Cruelty, splendour, chaos and balance: four things that Roman Polanski knows all about.
In the hands of Roman Polanksi, the one-room chamber cinema of Carnage lives up to its name, says John Patterson. Spoiler alert! It all ends messily
John Patterson
The Guardian, Saturday 28 January 2012

"Mmm … Francis Bacon?" says Kate Winslet to Jodie Foster, leafing through a coffee-table book devoted to the master of the cramped interior and the silent scream, "cruelty and splendour, chaos and balance …" Later she will vomit violently and at considerable length all over this same book but for now, she's offering a neat summary of the virtues of Roman Polanski's toothsomely claustrophobic Carnage, from Yasmina Reza's stage play.
Carnage
Production year: 2011
Country: Rest of the world
Cert (UK): 15
Runtime: 79 mins
Directors: Roman Polanski
Cast: Christoph Waltz, Jodie Foster, John C Reilly, John C. Reilly, Kate Winslet
One apartment – the film's entire set – holds two bourgeois New York couples meeting to discuss their sons, one of whom has knocked out the other's front teeth, and to effect some kind of settlement between the boys. Add Polanski to this toxic cocktail of passive-aggressive PC liberalism (Foster) v Darwinian corporate sharkiness (Christoph Waltz), clueless blue-collar schlubhood (John C Reilly) and screaming uptightness (Winslet), then settle in for a joyously unpleasant ride. The Bourgeois Proprieties don't survive the first half hour (of a very clipped 79 minutes – ah, brevity), and with the unhelpful addition of a bottle of scotch to an already volatile situation, all social inhibitions are soon abandoned. Loyalties fall apart, unlikely alliances form and abruptly dissolve (wives v husbands, men versus women, three on one), masks are torn off and violence is ever latent.
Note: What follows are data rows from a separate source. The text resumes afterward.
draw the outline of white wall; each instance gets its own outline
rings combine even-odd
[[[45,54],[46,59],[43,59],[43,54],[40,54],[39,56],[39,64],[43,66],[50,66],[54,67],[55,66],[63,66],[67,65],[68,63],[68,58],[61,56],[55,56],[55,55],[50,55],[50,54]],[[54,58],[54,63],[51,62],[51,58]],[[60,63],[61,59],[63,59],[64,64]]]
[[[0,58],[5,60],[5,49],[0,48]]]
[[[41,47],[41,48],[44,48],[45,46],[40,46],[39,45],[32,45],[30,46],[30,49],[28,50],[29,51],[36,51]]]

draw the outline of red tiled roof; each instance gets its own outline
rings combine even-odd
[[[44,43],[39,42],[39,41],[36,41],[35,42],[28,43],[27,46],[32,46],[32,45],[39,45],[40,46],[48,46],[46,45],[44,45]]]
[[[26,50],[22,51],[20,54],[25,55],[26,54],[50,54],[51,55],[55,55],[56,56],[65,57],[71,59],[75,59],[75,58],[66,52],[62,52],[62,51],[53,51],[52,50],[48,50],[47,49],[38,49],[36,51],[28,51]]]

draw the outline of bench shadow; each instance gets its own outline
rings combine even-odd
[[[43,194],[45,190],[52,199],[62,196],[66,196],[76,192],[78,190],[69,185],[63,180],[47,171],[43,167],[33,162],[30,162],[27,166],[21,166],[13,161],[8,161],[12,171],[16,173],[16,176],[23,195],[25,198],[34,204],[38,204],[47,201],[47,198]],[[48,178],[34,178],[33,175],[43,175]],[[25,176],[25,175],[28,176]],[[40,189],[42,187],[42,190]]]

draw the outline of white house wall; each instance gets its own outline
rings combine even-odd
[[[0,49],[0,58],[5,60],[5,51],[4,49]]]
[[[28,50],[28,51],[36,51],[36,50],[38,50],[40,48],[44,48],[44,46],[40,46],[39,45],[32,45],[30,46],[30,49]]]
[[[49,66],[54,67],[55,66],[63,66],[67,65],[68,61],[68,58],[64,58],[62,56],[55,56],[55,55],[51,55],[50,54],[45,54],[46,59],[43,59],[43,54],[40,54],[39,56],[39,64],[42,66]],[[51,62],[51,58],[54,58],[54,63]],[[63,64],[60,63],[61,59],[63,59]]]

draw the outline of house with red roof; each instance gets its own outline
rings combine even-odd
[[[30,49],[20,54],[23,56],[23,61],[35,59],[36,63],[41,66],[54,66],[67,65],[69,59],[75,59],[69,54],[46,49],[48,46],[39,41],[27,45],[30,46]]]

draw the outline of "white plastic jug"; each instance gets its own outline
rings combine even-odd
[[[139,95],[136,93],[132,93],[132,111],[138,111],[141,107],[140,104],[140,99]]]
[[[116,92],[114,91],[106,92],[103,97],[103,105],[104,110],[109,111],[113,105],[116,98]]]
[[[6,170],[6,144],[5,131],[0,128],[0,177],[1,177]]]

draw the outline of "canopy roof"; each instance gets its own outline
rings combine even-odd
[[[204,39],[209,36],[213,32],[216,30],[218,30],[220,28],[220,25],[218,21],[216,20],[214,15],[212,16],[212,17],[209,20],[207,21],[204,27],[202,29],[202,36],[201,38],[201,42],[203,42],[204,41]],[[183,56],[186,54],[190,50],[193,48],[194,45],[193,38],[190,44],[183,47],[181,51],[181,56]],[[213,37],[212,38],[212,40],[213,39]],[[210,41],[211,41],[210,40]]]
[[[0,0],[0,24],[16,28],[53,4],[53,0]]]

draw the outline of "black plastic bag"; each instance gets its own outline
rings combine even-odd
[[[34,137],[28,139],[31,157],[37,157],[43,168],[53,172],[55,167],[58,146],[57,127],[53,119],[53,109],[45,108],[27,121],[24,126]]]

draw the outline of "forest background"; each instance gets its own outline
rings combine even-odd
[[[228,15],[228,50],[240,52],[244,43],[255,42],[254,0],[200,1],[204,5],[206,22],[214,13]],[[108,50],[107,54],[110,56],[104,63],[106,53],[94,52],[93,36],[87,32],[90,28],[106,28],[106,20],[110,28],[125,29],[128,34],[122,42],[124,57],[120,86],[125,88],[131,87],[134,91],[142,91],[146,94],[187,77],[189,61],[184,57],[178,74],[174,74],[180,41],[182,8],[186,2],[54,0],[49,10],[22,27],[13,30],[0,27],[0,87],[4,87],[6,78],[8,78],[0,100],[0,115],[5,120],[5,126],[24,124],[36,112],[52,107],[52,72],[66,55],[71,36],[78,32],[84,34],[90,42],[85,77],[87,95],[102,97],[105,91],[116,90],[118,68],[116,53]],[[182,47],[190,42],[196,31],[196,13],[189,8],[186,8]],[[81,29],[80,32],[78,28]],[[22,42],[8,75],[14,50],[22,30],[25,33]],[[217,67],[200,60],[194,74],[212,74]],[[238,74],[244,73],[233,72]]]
Just to watch actors of this quality tearing strips off each other is reason enough to see Carnage, but Polanski makes a deliberate commitment to the play's stage-bound properties – single set, single block of time – making this the least "opened-up" stage adaptation I've seen in ages. Polanski has returned again and again to claustrophobic or insular spaces: the yacht in Knife In The Water; the phantasmagoric apartments in Repulsion and The Tenant; the houses on islands in Cul-de-Sac and The Ghost; and the single set of Death And The Maiden. In the equally cramped Carnage, he's back to scorched-earth warfare waged indoors.
There is a touch of Buñuel's The Exterminating Angel here and also Claude Chabrol and his trained ethnographer's beady eye for insect-like behaviour as he surveys various strains of bourgeois depravity. But the abiding presence is of Polanski himself, a pure film-maker still working in the elemental ways he learned at the Lodz film school in the 1950s: image/sound/editing; nothing else matters (the only thing worth mourning about the Soviet Union: damn good film schools). As the first note of tension arises among the couples, an invisible dog starts barking somewhere far away, one of those characteristic tiny Polanski touches, like the backwards-shot seascapes in Bitter Moon, that disorient you just that little bit more, before he's ready to twist the knife again.
Cruelty, splendour, chaos and balance: four things that Roman Polanski knows all about.